The Ethereum co-founder and renowned computer scientist Gavin Wood has just published his annual writeup on Polkadot’s achievements over the past year, as well as the challenges that lie ahead in 2022. It’s an impressive read for anyone who believes in the future of what is easily one of the crypto world’s most ambitious projects.
The Polkadot project’s vision is to create a highly scalable platform that’s interoperable with other blockchains. It’s solving one of the biggest problems in crypto, where there are multiple blockchains designed for different purposes, all running independently and having no way to communicate with one another. Polkadot aims to fix this through the concept of individual “parachains”, which are networks that run in parallel to the main Polkadot blockchain. Through these parachains, Polkadot can support an interoperable network of blockhains and enable the transfer of any asset between them, be it data, tokens or NFTs.
As we enter the new year, what once seemed like a far off vision is now extremely close to being fully realized. 2021 proved to be a pivotal year for Polkadot, which hit a number of key milestones on its roadmap and now boasts 31 Substrate-based mainnets up and running, following the launch of the first in May 2020.
Polkadot achieved one of its most important goals thus far in December with the launch of its first five parachains. Wood said the various parachains on Polkadot and also Kusama, the pre-production environment for Polkadot, now have more than 3 million user accounts with 6,000 validators serving them. In addition, 540 forkless upgrades to those parachains have been administered, the majority of which were done through decentralized governance processes.
In the process of launching those first five parachains, Polkadot held an auction that enabled the winning projects – Acala, Astar, Clover, Moonbeam and Parallel Finance – to lease those slots for two years. Doing so, it locked up a total of 106 million DOT (9% of the total supply) for the duration of those leases.
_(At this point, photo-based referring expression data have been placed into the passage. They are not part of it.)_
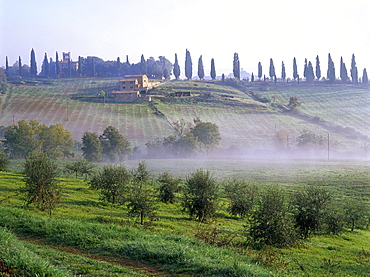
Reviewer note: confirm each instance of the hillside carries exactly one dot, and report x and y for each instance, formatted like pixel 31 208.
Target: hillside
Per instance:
pixel 248 115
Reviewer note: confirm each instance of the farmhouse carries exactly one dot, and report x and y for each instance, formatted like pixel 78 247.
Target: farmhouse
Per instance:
pixel 132 88
pixel 67 60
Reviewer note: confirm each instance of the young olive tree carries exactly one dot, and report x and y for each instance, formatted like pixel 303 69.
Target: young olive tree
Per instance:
pixel 4 161
pixel 200 196
pixel 41 189
pixel 309 206
pixel 242 196
pixel 168 187
pixel 80 167
pixel 269 223
pixel 112 181
pixel 141 196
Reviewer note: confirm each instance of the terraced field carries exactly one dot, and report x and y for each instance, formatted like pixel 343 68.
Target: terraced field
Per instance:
pixel 244 121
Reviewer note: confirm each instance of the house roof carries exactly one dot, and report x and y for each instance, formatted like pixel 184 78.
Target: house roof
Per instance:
pixel 125 80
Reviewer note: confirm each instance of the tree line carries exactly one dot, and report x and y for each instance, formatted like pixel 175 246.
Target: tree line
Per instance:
pixel 23 138
pixel 162 68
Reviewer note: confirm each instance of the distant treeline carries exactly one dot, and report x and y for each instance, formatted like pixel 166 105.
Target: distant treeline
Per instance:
pixel 162 68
“With the extensive testing done on our Rococo testnet, all five parachains on both Polkadot and Kusama hit the ground running, producing blocks the moment that their slot went live,”
Wood said.
While Polkadot has been impressive by hitting all of the targets on its roadmap, its progression to become the world’s first globally decentralized system, wth governance fully determined by the community, also stands out. In 2021 it saw more than 200,000 DOT holders voting on various proposals for the project’s future direction.
That success is not so surprising when we take into account Polkadot’s enormous community expansion over the past year. As Wood noted, Polkadot’s online growth was “raging” throughout the year, with more than two million page views (up four-times from the previous year) on its official website, of which 75% were unique visitors. Its social media following has exploded too, with Wood pointing out it now has more than a million followers on Twitter, up 10-times, and almost 50,000 WeChat subscribers, up three-times. Kusama has attracted a big following too, with its Twitter fan base growing from 30,000 last year to more than 200,000 by the end of 2021.
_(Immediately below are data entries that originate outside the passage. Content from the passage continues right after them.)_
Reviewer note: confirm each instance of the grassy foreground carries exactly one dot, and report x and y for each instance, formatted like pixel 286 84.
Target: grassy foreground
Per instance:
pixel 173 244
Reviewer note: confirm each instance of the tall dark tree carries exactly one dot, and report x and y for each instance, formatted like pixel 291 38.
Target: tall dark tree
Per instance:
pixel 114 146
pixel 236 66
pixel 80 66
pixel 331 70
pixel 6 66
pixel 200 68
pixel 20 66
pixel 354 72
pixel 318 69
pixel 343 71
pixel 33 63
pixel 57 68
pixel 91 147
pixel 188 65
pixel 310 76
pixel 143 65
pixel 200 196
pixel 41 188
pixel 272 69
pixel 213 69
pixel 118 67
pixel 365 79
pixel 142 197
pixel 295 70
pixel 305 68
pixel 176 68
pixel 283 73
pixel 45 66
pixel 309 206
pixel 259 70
Other social metrics include 70,000 members in the Polkadot subreddit, 20,000 members on its official Discord channel and 40,000 on its YouTube channel.
Polkadot has attracted a lot of interest from developers too, with more than 1,000 attending one of the ten Substrate courses now available and 70% of those graduating. Polkadot also hosted four hackathons in the last year, where 50 teams built projects to benefit the ecosystem. Of those, 10 have won slots on relay chains such as Acala and Astar, or are currently bidding for slots through Crowdloan.
Looking ahead to 2022, Wood promised that this year will be the beginning of the next chapter in the Polkadot story, where the prospect of scaled hyper-connectivity under a single security umbrella comes to life as more parachains go live.
There’s plenty on the agenda for this year, Wood said. The Polkadot team will devote a significant amount of time to refactoring and optimizing its code and adding new technology that should reduce the costs and latency associated with passing messages between different parachains. The goal is for each parachain to hit a target of 1,000 standard transactions per second, per shard, he said. Developers will also focus on building Polkadot’s anticipated parathread feature that ensures teams who do not win a parachain slot can still benefit from Polkadot’s security guarantees.
“With more than 150 chains serving a variety of purposes under development, many of which already with test-nets, there is much to anticipate,”
Wood promised.
“We also have the launch of decentralized bridges to look forward to, initially Parity’s bridge which will connect Polkadot to Kusama, and later Snowfork’s which will connect Polkadot to Ethereum.”